I am trying to send data from Amazon Kinesis Data Firehose to Amazon Elasticsearch Service, but it's logging an error saying 503 Service Unavailable
. However, I can reach the Elasticsearch endpoint (https://vpc-XXX.<region>.es.amazonaws.com
) and make queries on it. I also went through How can I prevent HTTP 503 Service Unavailable errors in Amazon Elasticsearch Service? and can confirm my setup have enough resources.
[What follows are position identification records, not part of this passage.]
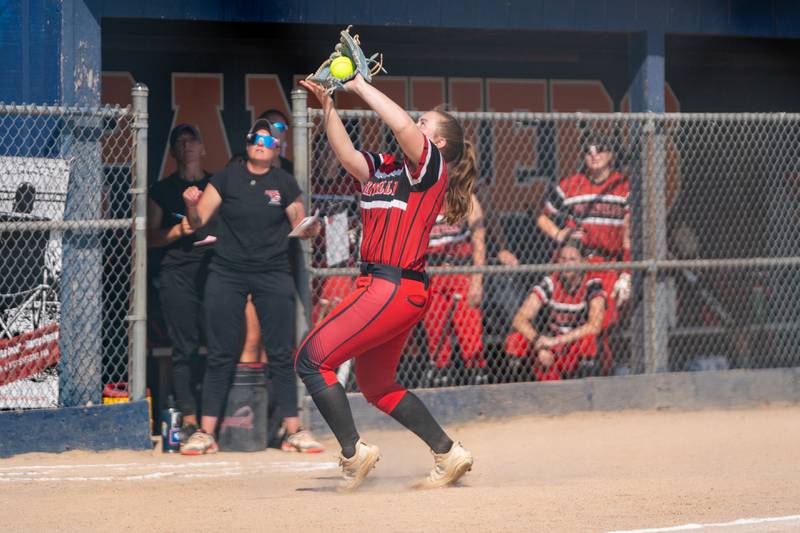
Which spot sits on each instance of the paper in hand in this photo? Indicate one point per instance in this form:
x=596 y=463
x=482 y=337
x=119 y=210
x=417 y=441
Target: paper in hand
x=305 y=223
Here's the error I get in my S3 backup bucket that holds the failed logs:
{
"attemptsMade": 8,
"arrivalTimestamp": 1599748282943,
"errorCode": "ES.ServiceException",
"errorMessage": "Error received from Elasticsearch cluster. <html><body><h1>503 Service Unavailable</h1>\nNo server is available to handle this request.\n</body></html>",
"attemptEndingTimestamp": 1599748643460,
"rawData": "eyJ0aWNrZXJfc3ltYm9sIjoiQUxZIiwic2VjdG9yIjoiRU5FUkdZIiwiY2hhbmdlIjotNi4zNSwicHJpY2UiOjg4LjgzfQ==",
"subsequenceNumber": 0,
"esDocumentId": "49610662085822146490768158474738345331794592496281976834.0",
"esIndexName": "prometheus-2020-09",
"esTypeName": ""
},
Anyone have any ideas how to fix this and have the data indexed into Elasticsearch?
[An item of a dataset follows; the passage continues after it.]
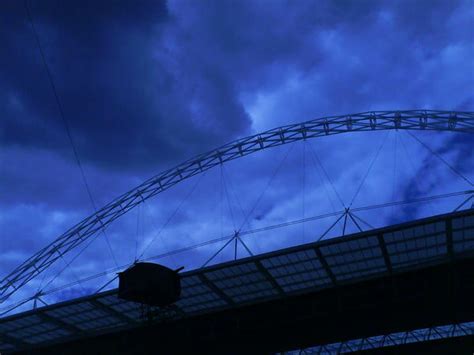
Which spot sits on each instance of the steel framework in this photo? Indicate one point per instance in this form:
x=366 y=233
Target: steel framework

Turns out, my issue was with selecting the wrong security group.
I was using the same security group (I named it elasticsearch-${domain_name}
) as attached to the Elasticsearch instance (which allowed TCP ingress/egress to/from port 443 from the firehose_es
security group). I should have selected the firehose_es
security group instead.
As requested in the comment, here's the Terraform configuration for the firehose_es
SG.
resource "aws_security_group" "firehose_es" {
name = "firehose_es"
description = "Firehose to send logs to Elasticsearch"
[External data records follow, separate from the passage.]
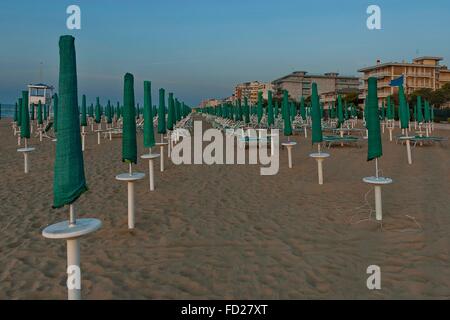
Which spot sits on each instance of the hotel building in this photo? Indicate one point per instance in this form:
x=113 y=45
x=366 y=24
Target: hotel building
x=423 y=72
x=299 y=83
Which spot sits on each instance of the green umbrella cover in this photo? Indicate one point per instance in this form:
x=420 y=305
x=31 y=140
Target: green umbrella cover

vpc_id = module.networking.aws_vpc_id
}
resource "aws_security_group_rule" "firehose_es_https_ingress" {
type = "ingress"
from_port = 443
to_port = 443
protocol = "tcp"
security_group_id = aws_security_group.firehose_es.id
cidr_blocks = ["10.0.0.0/8"]
}
resource "aws_security_group_rule" "firehose_es_https_egress" {
type = "egress"
from_port = 443
to_port = 443
protocol = "tcp"
security_group_id = aws_security_group.firehose_es.id
source_security_group_id = aws_security_group.elasticsearch.id
}
Another thing which I fixed prior to asking this question (which may be why some of you are reaching this question) is to use the right role and attach the right policy to the role. Here's my role (as Terraform config)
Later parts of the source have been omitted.